Winter Soldier: Iraq & Afghanistan
Winter Soldier Hearings
By Aaron Glantz
10/03/08 “ICH” — – Get ready for the horrible, honest reality of the American occupations of Iraq and Afghanistan like you haven’t heard it before. For four days, from March 13 through March 16, hundreds of U.S. veterans of the two wars will descend on Washington and testify in the “Winter Soldier” hearings about what they really did while they were serving their country in Iraq. And their experiences aren’t pretty.
The event is inspired by the Winter Solider tribunal held in 1971 by Vietnam War vets, including John Kerry. The name comes from a quote from Thomas Paine, the revolutionary who rallied George Washington’s troops at Valley Forge, saying: “These are the times that try men’s souls. The summer soldier and sunshine patriot will, in this crisis, shrink from the service of his country; but he that stands it now, deserves the love and thanks of man and woman.”

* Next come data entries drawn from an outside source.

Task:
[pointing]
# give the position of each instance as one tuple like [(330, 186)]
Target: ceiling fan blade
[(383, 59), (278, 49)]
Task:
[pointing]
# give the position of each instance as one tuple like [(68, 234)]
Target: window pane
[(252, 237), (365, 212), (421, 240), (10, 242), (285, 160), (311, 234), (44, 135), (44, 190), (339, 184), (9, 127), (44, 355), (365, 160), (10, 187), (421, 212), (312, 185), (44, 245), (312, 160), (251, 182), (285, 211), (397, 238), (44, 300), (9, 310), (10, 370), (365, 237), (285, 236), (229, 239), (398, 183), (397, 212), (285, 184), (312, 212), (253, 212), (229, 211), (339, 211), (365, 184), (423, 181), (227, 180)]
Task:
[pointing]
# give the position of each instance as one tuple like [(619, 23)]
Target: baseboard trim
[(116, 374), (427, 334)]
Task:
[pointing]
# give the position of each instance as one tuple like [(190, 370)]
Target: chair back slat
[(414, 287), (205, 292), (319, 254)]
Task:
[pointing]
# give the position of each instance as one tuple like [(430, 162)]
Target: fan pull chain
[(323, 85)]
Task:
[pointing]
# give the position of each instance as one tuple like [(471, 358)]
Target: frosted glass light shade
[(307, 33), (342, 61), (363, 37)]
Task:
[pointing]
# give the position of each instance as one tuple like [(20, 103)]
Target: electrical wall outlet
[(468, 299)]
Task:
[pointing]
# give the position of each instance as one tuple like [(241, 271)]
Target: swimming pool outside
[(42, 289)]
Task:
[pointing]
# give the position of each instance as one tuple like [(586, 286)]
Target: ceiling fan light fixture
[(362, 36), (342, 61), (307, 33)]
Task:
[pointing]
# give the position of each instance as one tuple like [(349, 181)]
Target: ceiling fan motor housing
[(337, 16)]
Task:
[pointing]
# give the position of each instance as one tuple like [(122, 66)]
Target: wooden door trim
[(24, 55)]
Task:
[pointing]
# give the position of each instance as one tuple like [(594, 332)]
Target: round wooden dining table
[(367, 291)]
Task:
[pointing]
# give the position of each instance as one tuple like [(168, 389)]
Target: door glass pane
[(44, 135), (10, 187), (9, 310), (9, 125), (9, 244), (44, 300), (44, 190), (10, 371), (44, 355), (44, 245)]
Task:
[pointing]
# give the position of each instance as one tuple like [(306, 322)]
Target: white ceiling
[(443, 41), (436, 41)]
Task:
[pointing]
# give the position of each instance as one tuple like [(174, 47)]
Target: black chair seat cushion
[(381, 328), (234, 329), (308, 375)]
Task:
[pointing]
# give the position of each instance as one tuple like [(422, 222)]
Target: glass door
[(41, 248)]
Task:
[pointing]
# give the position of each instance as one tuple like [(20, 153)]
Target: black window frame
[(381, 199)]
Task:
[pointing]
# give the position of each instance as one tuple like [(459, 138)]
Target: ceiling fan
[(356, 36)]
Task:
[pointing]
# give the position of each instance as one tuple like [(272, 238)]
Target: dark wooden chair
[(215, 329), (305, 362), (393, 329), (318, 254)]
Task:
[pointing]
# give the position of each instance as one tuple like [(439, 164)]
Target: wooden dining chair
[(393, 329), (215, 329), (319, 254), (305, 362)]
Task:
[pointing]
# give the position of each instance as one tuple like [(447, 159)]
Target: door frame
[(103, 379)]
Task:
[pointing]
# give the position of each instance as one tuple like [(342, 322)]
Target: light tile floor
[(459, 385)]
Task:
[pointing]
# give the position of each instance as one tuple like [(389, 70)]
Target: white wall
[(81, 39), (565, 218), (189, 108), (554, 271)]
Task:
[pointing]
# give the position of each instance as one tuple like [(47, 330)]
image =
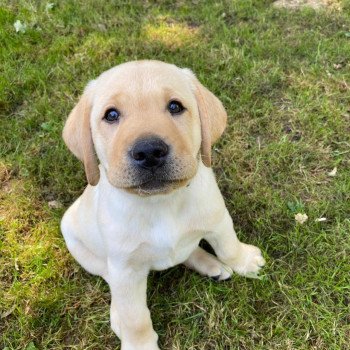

Paine was trying to keep Washington’s army from deserting in the face of a bitter winter and mounting defeats at the hands of the British. Members of Iraq Veterans Against the War say the same type of courage is needed to confront the evils unleashed by the U.S. occupations of Iraq and Afghanistan.
Lawless Atmosphere
“The problem that we face in Iraq is that policymakers in leadership have set a precedent of lawlessness where we don’t abide by the rule of law, we don’t respect international treaties, argued former U.S. Army Sergeant Logan Laituri, who served a tour in Iraq from 2004 to 2005 before being discharged as a conscientious objector. “So when that atmosphere exists it lends itself to criminal activity.”
Laituri explained that precedent of lawlessness makes itself felt in the rules of engagement handed down by commanders to soldiers on the front lines. When he was stationed in Samarra, for example, he said one of his fellow soldiers shot an unarmed man while he walked down the street.
“The problem is that that soldier was not committing a crime as you might call it because the rules of engagement were very clear that no one was supposed to be walking down the street,” Laituri said. “But I have a problem with that. You can’t tell a family to leave everything they know so you can bomb the shit out of their house or their city. So while he definitely has protection under the law, I don’t think that legitimates that type of violence.”
Not Just Numbers
Aaron Hughes, a former member of the Illinois National Guard who spent a year running convoys in Iraq, is getting involved too. “We’re trying to create a space for veterans to speak out and change the rhetoric around the war,” he said. “There are human beings on both sides. There are not just numbers. That’s what missing in our culture.”
Hughes grew up in a basement apartment in Chicago and joined the National Guard when he saw how successfully it provided relief during heavy flooding on the Mississippi River.
But after being sent to Iraq, he came to see the military in a different way. An art student at the University of Illinois at the time he was called up, Hughes went back over the photos he took while deployed in Iraq and altered them in an “attempt to interpret the posture assumed as a soldier/tourist in the surreal space of Iraq.” Hughes’ work was been shown at the National Vietnam Veterans Art Museum in Chicago.
“I think it’s wrong, looking back at it,” he said. “How can you not perceive it as a step away from your humanity? They automatically start isolating you. They tell you your girlfriend or your husband is not going to be there. They tell you not to trust anyone but the military and they really start fostering that as your sole relationship in life.”
Equally Criminal Wars
The veterans also want to stress the similarities between the wars in Iraq and Afghanistan.
“The exact same units that are getting the exact same training and the exact same orders are getting sent to both Iraq and Afghanistan,” explained Perry O’Brien, a former U.S. Army Medic who became a conscientious objector after his tour in Afghanistan. “What we’re seeing is a lot of similarities between practices in both countries and both are equally criminal.”
O’Brien even witnessed the abuse of dead bodies during his tour. “When a patient would die, we would hear over the PA system an announcement through the clinic saying ‘Who wants to learn how to do a chest tube?’ or ‘Who wants to know what a human heart looks like?,’” he said. “Rather than giving the proper treatment of the dead, the body would become a cadaver for medical practice with no consent from the victim.”